Conclusions
There are many factors that influence the quality of a monitor - convergence, dot pitch, matching the graphics card to the monitor, running the monitor at its optimum resolution, and making sure that it is properly calibrated. There are other factors that are harder to judge without opening the monitor's case, such as how much shielding is used, how many circuit boards are used, how the wires are secured, power supply, etc. (NOTE: DO NOT OPEN YOUR MONITOR! There are high voltages inside a monitor that can kill you, even if it is unplugged!)
There are also a lot of factors that aren't very important. The number and layout of the OSD (on-screen display) controls don't really matter, as you shouldn't have to adjust things very often. The connector type isn't that important, either. In general, an integrated cable (one that doesn't unplug from the monitor) has the advantage of soldered[S1] connections that usually provide the best connection. BNC cables tend to be a little more robust than 15-pin Mini D Sub cables, but, because there are five separate connections, they can be a little tricky to set up. Also, they don't support Window's Plug and Play. There is virtually no visual quality difference between BNC and Mini D Sub connections. DVI connections are less prone to degradation and interference as the signals travel across the cable (not really a problem with good cables), but the DVI standard has not yet been extended to high-resolution monitors that have high refresh rates. DVI is mostly used for LCD displays that run at relatively slow refresh rates.

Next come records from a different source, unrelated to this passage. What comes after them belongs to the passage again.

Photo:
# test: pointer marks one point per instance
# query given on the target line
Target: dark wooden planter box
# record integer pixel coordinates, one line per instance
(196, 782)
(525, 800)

Multiple connectors, headphone jacks, built-in speakers, and the like can be nice, but they are mostly just frills, and have nothing to do with the quality of the image. Special glare reduction coatings are nice if you have a lot of light in your work environment, but almost all monitor manufacturers use the exact same coatings - the only difference is in the amount. Thicker coatings eliminate more glare, but reduce the amount of light emitted. If you have glare problems, it's probably better to try and change your lighting environment, rather than choosing your monitor based on glare reduction coatings. Power consumption also shouldn't be much of an issue as most CRTs only consume about 130 watts (LCDs consume about half that, but the higher initial cost of an LCD pretty much offsets any savings, in the long run).

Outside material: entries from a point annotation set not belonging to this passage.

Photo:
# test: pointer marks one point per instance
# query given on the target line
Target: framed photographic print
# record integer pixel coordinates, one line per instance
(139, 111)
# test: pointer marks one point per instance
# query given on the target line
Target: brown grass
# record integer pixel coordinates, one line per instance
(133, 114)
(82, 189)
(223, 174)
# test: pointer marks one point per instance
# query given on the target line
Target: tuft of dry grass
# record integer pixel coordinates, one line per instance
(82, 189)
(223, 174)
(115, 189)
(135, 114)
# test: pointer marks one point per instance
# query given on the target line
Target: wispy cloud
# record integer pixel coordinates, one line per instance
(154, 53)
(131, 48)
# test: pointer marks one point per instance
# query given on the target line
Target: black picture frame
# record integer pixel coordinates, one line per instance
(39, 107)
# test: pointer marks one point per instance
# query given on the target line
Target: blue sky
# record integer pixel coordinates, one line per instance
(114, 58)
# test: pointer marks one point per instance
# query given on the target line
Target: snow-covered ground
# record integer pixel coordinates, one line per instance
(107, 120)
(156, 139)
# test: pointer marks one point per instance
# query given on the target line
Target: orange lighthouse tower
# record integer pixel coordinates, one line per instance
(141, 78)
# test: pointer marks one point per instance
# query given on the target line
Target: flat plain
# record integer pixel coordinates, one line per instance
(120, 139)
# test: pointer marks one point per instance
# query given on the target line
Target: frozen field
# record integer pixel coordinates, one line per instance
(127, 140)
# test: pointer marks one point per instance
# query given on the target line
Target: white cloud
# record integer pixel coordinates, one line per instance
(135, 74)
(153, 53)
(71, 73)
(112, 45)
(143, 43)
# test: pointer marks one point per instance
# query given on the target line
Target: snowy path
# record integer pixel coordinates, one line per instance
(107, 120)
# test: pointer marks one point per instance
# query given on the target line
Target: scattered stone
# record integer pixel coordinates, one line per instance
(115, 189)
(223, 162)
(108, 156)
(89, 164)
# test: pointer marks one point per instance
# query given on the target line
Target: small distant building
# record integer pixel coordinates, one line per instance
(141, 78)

Depending on your situation and the types of applications you run most often, different factors might be more or less important. If you do a lot of text work, note that shadow mask CRTs tend to give a sharper picture. If accurate color reproduction is more important to you, then an aperture grille CRT might be a better choice. If desk space is at a premium, then LCDs might be a good alternative though they are fixed resolution, and generally not well suited to video or animation. Flat-screen CRTs and LCDs offer the best glare reduction, but tend to be more expensive and heavier. Flat-screen CRTs also tend to suffer from geometric distortions at the edges and can appear to give a slightly concave image. Because of their design, LCDs have no geometric distortion problems, making them ideal for CAD work.
While it's possible to get an unusually good, cheap, off-brand monitor (or a lemon from a top-notch manufacturer), in general, you can expect to get what you pay for. Do a little homework, check the specs, read reviews, match the monitor to your system and preferences, and make sure you can exchange it if you happen to get a dud. You're going to be staring at your monitor for a long, long time, so it's worth getting the best you can afford.